13

—¡Despierta, George! ¡Despierta!

Abrí los ojos. Sadie se inclinaba sobre mí, apoyada sobre un codo, su rostro era un pálido contorno borroso.

—¿Qué? ¿Qué hora es? ¿Ya tenemos que irnos? —Pero aún seguía oscuro y el viento soplaba con fuerza.

—No. Ni siquiera es medianoche. Tenías una pesadilla. —Rio, un poco nerviosa—. ¿Soñabas con fútbol, tal vez? Porque gritabas «Jimla, Jimla».

—¿En serio? —Me incorporé. Se oyó el raspar de una cerilla y su rostro se iluminó momentáneamente cuando se encendió un cigarrillo.

—Sí, en serio. Hablabas de toda clase de cosas. Aquello pintaba mal.

—¿Como qué?

—No pude distinguir la mayor parte, aunque hubo algo bastante claro: «Derry es Dallas», dijiste. Después lo repetiste a la inversa. «Dallas es Derry». ¿De qué iba eso? ¿Te acuerdas?

—No. —Sin embargo, resulta difícil mentir de forma convincente cuando acabas de salir de un sueño, incluso de un ligero sopor, y percibí el escepticismo en su rostro. Antes de que la incredulidad pudiera arraigar, aporrearon la puerta. Un cuarto para la medianoche, un golpe en la puerta.

Nos miramos fijamente.

La llamada se repitió.

Es el Jimla. El pensamiento surgió con suma nitidez, con suma certeza.

Sadie dejó el cigarrillo en el cenicero, se envolvió en la sábana y corrió al cuarto de baño sin mediar palabra. La puerta se cerró a su espalda.

—¿Quién es? —pregunté.

—El señor Yorrity, señor…, Bud Yorrity.

Uno de los profesores gays retirados que regentaban el lugar.

Salí de la cama y me enfundé los pantalones.

—¿Cuál es el problema, señor Yorrity?

—Tengo un mensaje para usted, señor. La mujer dijo que era urgente.
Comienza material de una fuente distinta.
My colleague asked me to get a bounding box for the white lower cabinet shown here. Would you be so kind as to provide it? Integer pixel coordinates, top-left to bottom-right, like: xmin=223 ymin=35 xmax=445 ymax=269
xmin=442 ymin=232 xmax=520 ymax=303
Abrí la puerta. Apareció un hombre bajo en un raído albornoz. Su cabello era una nube de rizos encrespados por el sueño alrededor de la cabeza. En una mano sujetaba un trozo de papel.

—¿Qué mujer?

—Ellen Dockerty.

Le agradecí las molestias y cerré la puerta. Desdoblé el papel y leí el mensaje.

Sadie salió del baño, aún apretando la sábana. Miraba con ojos muy abiertos y asustados.

—¿Qué ha pasado?

—Ha habido un accidente —dije—. Vince Knowles ha volcado su camioneta a las afueras de la ciudad. Mike Coslaw y Bobbi Jill le acompañaban. Mike salió despedido y se ha roto un brazo. Bobbi Jill tiene un feo corte en la cara, pero Ellie dice que aparte de eso está bien.

—¿Y Vince?

Me acordé de cómo describía todo el mundo la forma de conducir de Vince: como si no existiera el mañana. Ahora no existía. Para él no.

—Está muerto, Sadie.

Se le descolgó la mandíbula.

—¡No puede ser! ¡Solo tiene dieciocho años!

—Lo sé.

La sábana se liberó de sus brazos laxos y formó un charco a sus pies. Se cubrió el rostro con las manos.